As a documentary, this film features archived and remastered footage that led up to the lunar lander’s famous voyage, as well as the Americans’ return to planet Earth. There’s a lot of behind-the-scenes information that’s shown, including images from NASA’s archives, along with test footage of multiple failed attempts through a decade of America’s trial and error of mastering outer space, but it all looks great in this biopic. Much of the unseen footage details the adventure to leave this planet, along with its perilous re-entry, and nothing is ever easy.

Flying to and from the moon was a three-man job and here it’s shown that multiple factors can turn a successful mission into a deadly one. Almost half a million scientists and engineers get Neil Armstrong, Buzz Aldrin and Michael Collins there and back again. Fifty years ago, the eagle had landed and these famous astronauts will live on forever for their feats.

It’s hard to imagine that 50 years have passed since that very first moon landing. It’s even harder to fathom a human hasn’t touched down on the moon in more than 47 years. Space is a dangerous place and inhospitable for all human beings, which makes this very first successful mission all the more incredible. Obviously, there’s little room for error and the astronauts had a little disaster preparation for what they might be facing on their historic journey. Lessons were learned along the way while dealing with data dropout and multiple computer program alarms.

Originally airing on July 21 via a weekend-long celebration of NASA’s accomplishments and the individual astronauts who achieved them, initially, I wasn’t really planning on writing up this historic documentary. In reality, I was planning on watching and writing up another space-themed documentary, Apollo 11, which is up for quite a few cinematic awards and I was hoping to compare and contrast the two productions. Instead, I experienced chills down my spine as the crew flew by the dark side of the moon and felt tears of joy as the lander touched down onto the Sea of Tranquility, as well as elation when the eagle finally splashed down into the Pacific Ocean and the U.S.S. Hornet rescued America’s heroes. I really enjoyed this one and thought it would be best to get the word out about it.

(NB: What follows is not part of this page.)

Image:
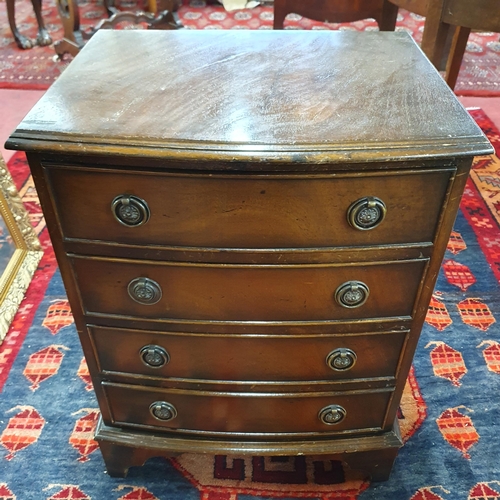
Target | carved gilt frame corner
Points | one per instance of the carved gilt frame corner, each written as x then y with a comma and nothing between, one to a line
18,273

I will admit that I tend to geek out on science-fact documentaries (as well as the big-screen adaptations they inspire, especially Hidden Figures most recently), which is one reason I had planned on watching this one months ago, before life got into the way. I really do hope more documentaries are produced like this one, featuring remastered footage of historic events. And I will continue to try to watch more documentaries in a timely manner.

I expect more from our current space program and if humanity is ever to terraform Mars, we first need to figure out a way to colonize the moon… that is, if we haven’t already done so, secretly. Forgotten Films is a great documentary. Please check it out.